Ketiga, lanjut Anwar, menyatakan Pemohon tidak dapat mengajukan kembali permohonan a quo.
Baca juga: Ketika Jaya Suprana Ditegur Karena Tidak Berdiri Saat Hakim Konstitusi Masuk Ruang Sidang
"Keempat, memerintahkan Panitera Mahkamah Konstitusi untuk mencatat perihal penarikan kembali pemohon Nomor 16/PUU-XX/2022 dalam Buku Registrasi Perkara Konstitusi Elektronik (e-BPRK) dan mengembalikan salinan berkas permohonan kepada Pemohon," kata Anwar.

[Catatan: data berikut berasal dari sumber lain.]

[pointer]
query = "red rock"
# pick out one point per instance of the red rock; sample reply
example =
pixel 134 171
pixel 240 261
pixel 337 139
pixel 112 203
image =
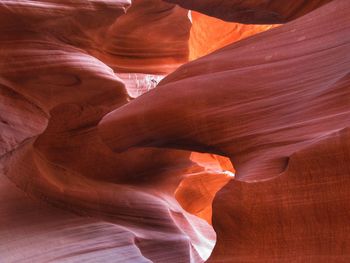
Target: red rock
pixel 252 12
pixel 130 188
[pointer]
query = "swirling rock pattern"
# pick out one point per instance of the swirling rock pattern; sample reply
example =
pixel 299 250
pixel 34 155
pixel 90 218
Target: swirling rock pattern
pixel 91 171
pixel 253 11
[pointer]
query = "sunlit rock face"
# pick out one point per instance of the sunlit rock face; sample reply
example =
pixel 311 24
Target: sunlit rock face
pixel 209 34
pixel 115 148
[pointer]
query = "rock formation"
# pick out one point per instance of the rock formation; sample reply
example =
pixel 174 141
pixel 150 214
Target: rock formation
pixel 241 155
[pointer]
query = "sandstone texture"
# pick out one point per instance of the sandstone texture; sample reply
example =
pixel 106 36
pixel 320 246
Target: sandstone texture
pixel 174 131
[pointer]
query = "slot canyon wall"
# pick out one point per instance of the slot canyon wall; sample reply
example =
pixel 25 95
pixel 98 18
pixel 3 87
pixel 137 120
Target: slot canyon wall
pixel 174 131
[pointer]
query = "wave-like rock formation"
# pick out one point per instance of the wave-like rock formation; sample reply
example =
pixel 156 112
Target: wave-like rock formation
pixel 253 11
pixel 242 155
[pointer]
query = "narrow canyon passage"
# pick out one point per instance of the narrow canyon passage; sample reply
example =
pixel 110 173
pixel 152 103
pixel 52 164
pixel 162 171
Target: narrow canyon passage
pixel 174 131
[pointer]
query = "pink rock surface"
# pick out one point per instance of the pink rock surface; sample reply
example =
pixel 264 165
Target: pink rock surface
pixel 100 164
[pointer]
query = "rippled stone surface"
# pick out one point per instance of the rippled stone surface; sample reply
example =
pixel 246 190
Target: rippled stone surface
pixel 115 148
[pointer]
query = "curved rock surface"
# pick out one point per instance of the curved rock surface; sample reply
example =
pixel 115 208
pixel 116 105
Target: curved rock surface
pixel 253 11
pixel 92 171
pixel 252 100
pixel 53 94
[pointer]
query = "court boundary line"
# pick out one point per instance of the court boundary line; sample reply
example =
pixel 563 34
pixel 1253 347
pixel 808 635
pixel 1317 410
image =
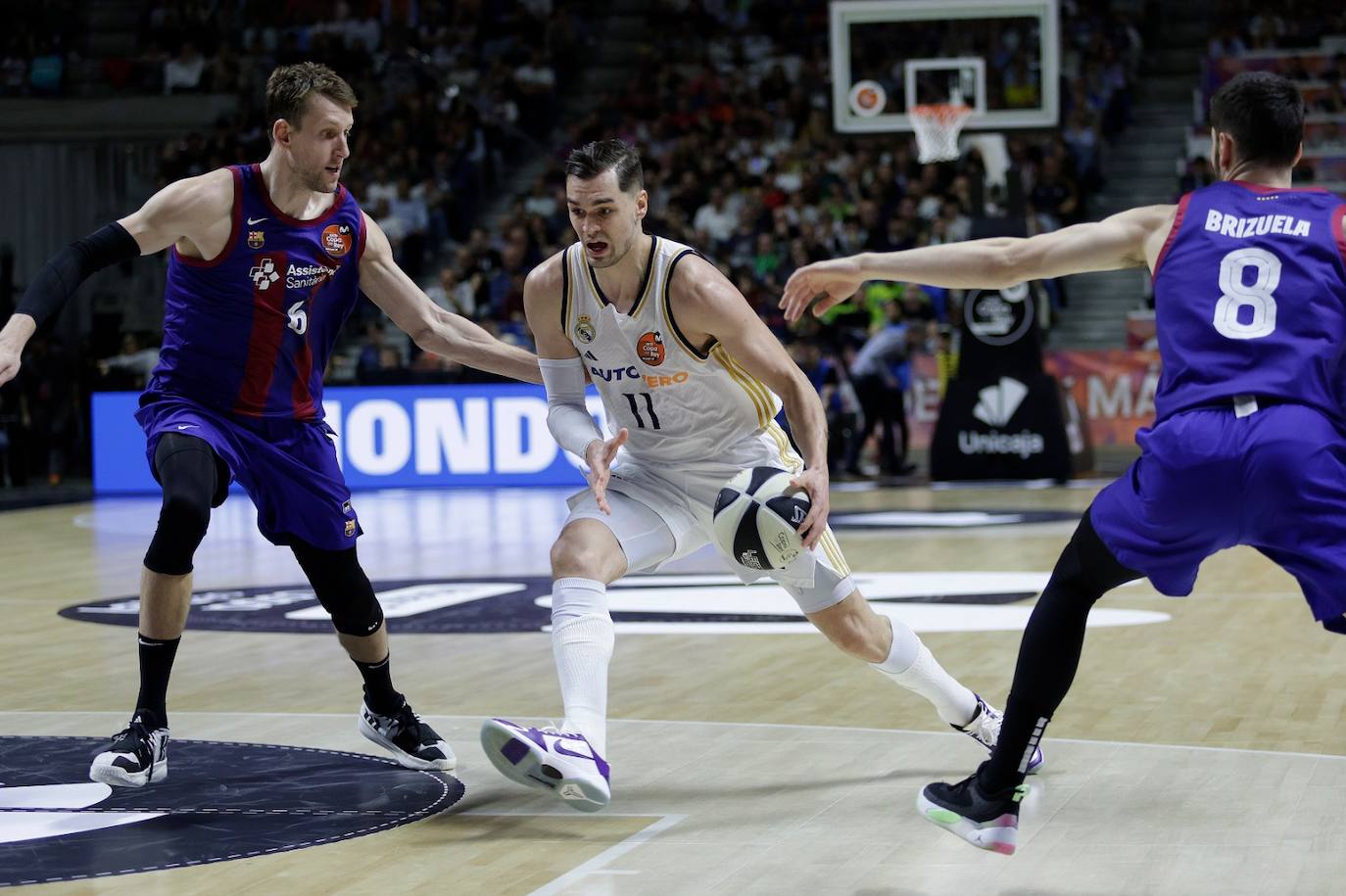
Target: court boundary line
pixel 694 722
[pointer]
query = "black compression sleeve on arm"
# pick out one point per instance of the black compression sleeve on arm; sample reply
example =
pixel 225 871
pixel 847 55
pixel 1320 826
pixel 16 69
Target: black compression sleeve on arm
pixel 60 277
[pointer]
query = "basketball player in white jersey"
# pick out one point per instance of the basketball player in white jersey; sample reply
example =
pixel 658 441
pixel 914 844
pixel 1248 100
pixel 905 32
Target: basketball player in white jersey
pixel 692 381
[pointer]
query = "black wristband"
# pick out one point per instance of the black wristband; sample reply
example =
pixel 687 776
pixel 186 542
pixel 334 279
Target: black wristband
pixel 60 277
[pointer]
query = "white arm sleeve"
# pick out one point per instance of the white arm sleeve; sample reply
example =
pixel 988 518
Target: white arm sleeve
pixel 567 414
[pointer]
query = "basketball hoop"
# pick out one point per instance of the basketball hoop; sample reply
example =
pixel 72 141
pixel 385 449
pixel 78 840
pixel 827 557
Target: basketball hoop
pixel 937 128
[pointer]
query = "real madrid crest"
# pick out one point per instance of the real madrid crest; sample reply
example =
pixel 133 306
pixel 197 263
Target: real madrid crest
pixel 585 330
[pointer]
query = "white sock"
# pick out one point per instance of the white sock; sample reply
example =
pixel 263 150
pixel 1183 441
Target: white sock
pixel 911 665
pixel 582 643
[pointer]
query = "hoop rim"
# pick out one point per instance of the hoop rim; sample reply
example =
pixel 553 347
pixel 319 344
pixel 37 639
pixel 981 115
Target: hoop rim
pixel 941 112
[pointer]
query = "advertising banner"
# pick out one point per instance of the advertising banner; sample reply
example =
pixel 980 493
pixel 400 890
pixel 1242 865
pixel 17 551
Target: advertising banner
pixel 388 438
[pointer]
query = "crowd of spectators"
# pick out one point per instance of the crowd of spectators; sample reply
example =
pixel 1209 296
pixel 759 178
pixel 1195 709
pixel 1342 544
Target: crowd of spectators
pixel 740 158
pixel 742 162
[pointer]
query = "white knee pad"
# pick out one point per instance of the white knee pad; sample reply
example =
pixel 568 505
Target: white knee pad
pixel 830 589
pixel 578 597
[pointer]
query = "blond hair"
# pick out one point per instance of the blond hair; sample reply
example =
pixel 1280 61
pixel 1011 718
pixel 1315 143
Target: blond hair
pixel 288 89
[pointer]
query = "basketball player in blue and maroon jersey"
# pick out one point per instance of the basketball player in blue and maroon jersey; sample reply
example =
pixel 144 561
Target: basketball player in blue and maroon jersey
pixel 266 262
pixel 1248 446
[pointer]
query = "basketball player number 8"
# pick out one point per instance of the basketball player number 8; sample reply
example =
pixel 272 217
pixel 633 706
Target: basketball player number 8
pixel 1256 296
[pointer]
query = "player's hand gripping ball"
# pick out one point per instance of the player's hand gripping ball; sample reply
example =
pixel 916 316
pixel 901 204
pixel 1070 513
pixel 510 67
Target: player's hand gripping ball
pixel 756 517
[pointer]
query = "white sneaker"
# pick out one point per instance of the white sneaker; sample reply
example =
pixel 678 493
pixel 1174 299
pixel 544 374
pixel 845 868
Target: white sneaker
pixel 136 756
pixel 985 728
pixel 548 759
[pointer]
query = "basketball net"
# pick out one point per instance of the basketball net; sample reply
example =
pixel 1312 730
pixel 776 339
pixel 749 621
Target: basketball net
pixel 937 128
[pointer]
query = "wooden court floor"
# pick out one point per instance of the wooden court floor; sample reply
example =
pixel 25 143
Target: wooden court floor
pixel 1201 751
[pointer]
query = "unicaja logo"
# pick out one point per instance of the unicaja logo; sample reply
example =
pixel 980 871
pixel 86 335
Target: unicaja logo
pixel 996 406
pixel 996 403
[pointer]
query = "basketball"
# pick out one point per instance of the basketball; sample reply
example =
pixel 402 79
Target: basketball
pixel 756 518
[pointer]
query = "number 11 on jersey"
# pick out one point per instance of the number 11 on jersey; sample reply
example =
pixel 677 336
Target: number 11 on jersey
pixel 649 409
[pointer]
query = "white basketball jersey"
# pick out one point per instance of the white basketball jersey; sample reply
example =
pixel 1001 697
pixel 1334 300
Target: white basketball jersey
pixel 679 403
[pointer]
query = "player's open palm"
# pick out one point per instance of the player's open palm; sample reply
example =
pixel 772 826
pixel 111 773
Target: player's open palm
pixel 8 363
pixel 816 483
pixel 600 457
pixel 835 280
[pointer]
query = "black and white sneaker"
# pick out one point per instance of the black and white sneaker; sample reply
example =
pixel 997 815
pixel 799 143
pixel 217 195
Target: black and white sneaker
pixel 986 821
pixel 985 728
pixel 137 755
pixel 410 741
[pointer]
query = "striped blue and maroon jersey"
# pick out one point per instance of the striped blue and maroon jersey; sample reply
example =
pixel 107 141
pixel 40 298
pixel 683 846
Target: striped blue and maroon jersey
pixel 1251 298
pixel 251 330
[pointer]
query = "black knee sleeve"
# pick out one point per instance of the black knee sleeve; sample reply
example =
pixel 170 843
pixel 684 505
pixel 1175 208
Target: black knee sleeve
pixel 1086 568
pixel 189 472
pixel 342 589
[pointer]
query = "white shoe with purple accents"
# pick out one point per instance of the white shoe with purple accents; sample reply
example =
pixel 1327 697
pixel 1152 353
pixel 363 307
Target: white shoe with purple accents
pixel 550 759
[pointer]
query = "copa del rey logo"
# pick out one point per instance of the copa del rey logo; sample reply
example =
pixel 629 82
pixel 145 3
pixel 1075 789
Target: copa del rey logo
pixel 996 406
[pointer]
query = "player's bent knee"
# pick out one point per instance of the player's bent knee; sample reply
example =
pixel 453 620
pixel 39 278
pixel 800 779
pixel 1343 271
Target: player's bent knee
pixel 182 525
pixel 587 549
pixel 342 589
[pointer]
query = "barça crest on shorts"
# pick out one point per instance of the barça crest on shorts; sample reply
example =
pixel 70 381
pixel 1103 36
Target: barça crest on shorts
pixel 650 349
pixel 585 330
pixel 337 240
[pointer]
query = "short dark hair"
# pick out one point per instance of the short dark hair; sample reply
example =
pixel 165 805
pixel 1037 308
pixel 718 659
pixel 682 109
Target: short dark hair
pixel 1264 114
pixel 595 158
pixel 288 89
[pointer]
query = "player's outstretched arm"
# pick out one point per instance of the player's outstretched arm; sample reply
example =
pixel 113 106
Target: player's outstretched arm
pixel 435 330
pixel 1126 240
pixel 175 212
pixel 709 306
pixel 563 374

Dalam pertimbangannya, Anwar mengatakan MK telah menerima surat dari Pemohon tertanggal 14 Maret 2022 perihal Permohonan Pencabutan Pengujian Pasal 222 Undang-Undang Nomor7 Tahun 2017 tentang Pemilihan Umum (Perkara nomor 16/PUU-XX2022).
Selanjutnya dalam poin d pertimbangan dikatakan bahwa terhadap pencabutan kembali permohonan Pemohon tersebut, Pasal 35 ayat 1 dan ayat 2 UU MK menyatakan 'Pemohon dapat menarik kembali Permohonan sebelum, atau selama pemeriksaan Mahkamah Konstitusi dilakukan' dan terhadap penarikan kembali mengakibatkan Permohonan a quo tidak dapat diajukan kembali.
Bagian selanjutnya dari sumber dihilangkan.